(2 of 2)
33 & 46. In 1938 Economist Wallace Cunningham, who entertained the notion that the plays had been written by a group of Rosicrucians and Freemasons, including Bacon, sent a book to Doubleday, Doran purporting to prove that the plays contained hidden stories (e.g., "The Asse Will Shakespeare . . . beares sland'rous tales to Hatton"). Doubleday sent the book to Cryptologist Friedman, who used Cunningham's own "Masonic Code" to get the message: "Dear Reader, Theodore Roosevelt is the true author of this play, but I, Bacon, stole it from him."
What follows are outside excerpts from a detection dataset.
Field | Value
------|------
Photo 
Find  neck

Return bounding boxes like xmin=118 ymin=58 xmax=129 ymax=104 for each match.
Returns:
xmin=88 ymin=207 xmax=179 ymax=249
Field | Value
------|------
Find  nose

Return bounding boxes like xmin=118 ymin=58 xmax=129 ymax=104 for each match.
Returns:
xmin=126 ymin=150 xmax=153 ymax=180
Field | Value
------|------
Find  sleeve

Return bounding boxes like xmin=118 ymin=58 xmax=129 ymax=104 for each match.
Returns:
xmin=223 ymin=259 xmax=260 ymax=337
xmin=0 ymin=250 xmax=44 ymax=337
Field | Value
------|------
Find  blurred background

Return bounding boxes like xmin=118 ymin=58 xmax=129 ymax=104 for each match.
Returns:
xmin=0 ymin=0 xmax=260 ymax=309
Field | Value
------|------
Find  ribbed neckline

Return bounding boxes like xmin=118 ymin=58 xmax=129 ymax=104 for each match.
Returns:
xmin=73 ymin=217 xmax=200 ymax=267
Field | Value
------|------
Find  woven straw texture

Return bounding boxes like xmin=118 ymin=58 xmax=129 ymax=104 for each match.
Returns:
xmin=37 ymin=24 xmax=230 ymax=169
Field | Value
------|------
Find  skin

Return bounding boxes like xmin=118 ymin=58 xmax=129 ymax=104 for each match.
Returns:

Meanwhile, the onetime president of England's Bacon Society, Frank Woodward, tried to prove his case through numerology. Assuming that A equals one and B equals two, etc., he added BACON up to 33, found it "very significant" that in one passage of Part I of Henry IV in the First Folio, the name Francis appears 33 times. Another numerologist noted that SHAKESPEAR has four vowels and six consonants. He then turned to the 46th Psalm, declared that the 46th word from the beginning was SHAKE and the 46th from the end was SPEAR. His conclusion, according to the Friedmans: "Since Shakespeare wrote the Psalms, and Shakespeare was not the real Shakespeare, the Authorized Version must show the hidden hand of Francis Bacon."
In dealing with these various theories, the Friedmans more than once use the methods set forth to prove that William Friedman himself wrote the plays (e.g., in attacking one favorite numerological theory, they show that WM. FRIEDMAN and FRANCIS BACON both equal 100). Through a meticulous study of Elizabethan printing methods, combined with a whole series of highly technical cryptological checks, they also demolish the theories of the late Elizabeth Gallup, who in the '20s and '30s attracted a large following among Baconians. So far as cryptology is concerned, conclude the Friedmans sternly, Shakespeare is still Shakespeare. "We suggest that those who wish to dispute the authorship of his plays should not in future resort to cryptographic evidence, unless they show themselves in some way competent to do so."